Catharine A. MacKinnon is Elizabeth A. Long Professor of Law at the University of Michigan and James Barr Ames Visiting Professor of Law at Harvard Law School (long-term). She holds a B.A. from Smith College, a J.D. from Yale Law School, and a Ph.D. in political science from Yale, specializing in equality issues, especially sex equality, under international and domestic (including comparative, constitutional, and criminal) law and in political theory.

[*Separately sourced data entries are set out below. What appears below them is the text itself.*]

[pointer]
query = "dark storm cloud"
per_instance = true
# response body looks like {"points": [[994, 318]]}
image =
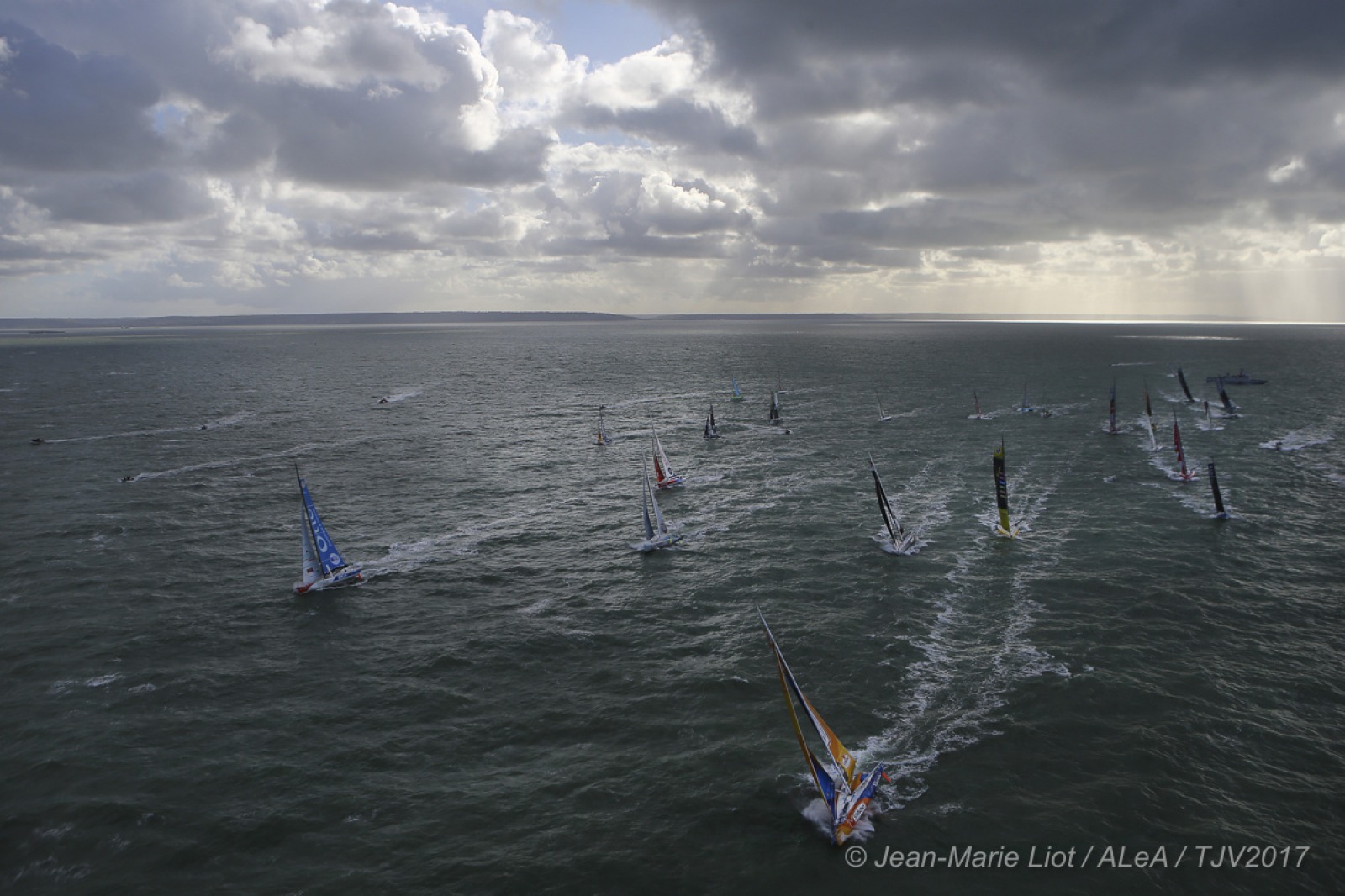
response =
{"points": [[61, 112]]}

Professor MacKinnon pioneered the legal claim for sexual harassment and, with Andrea Dworkin, created ordinances recognizing pornography as a civil rights violation and proposed the Swedish model for abolishing prostitution. The Supreme Court of Canada has largely accepted her approaches to equality, pornography, and hate speech, which have been influential internationally as well. Representing Bosnian women survivors of Serbian genocidal sexual atrocities, she won with co-counsel a damage award of $745 million in August 2000 in Kadic v. Karadzic under the Alien Tort Act, the first legal recognition of rape as an act of genocide.
Among the schools at which she has taught are Yale, Stanford, Minnesota, Chicago, Osgoode Hall (York University, Canada), Basel (Switzerland), Hebrew University (Jerusalem), and Columbia. She was awarded residential fellowships at the Institute for Advanced Study, Stanford, the Wissenschaftskolleg zu Berlin, and the University of Cambridge, UK.
Professor MacKinnon’s thirteen scholarly books include Sexual Harassment of Working Women (1979), Feminism Unmodified (1987), Toward a Feminist Theory of the State (1989), Only Words (1993), Women’s Lives, Men’s Laws (2005), Are Women Human? (2006), the casebook Sex Equality (2001/2007/2016), and Traite, Prostitution, Inegalité (2014). Her latest book, Butterfly Politics (April, 2017), proposes a theory of social change through law by strategic reflection on a collection of interventions spanning forty years. She is widely published in scholarly journals, the popular press, and many languages, of which she is competent in three in addition to English.
Professor MacKinnon practices law, consults nationally and internationally on legislation, litigation, and activism, and works regularly with the Coalition Against Trafficking in Women (CATW), and The ERA Coalition. Serving as the first Special Gender Adviser to the Prosecutor of the International Criminal Court (The Hague) from 2008 to 2012, she helped implement her concept “gender crime.” In 2014, she was awarded the Ruth Bader Ginsburg Lifetime Achievement Award by the Women’s Section of the American Association of Law Schools, and is an elected member of the American Law Institute (ALI).
Empirical studies document that Professor MacKinnon is among the most widely-cited legal scholars in the English language and the most widely-cited woman.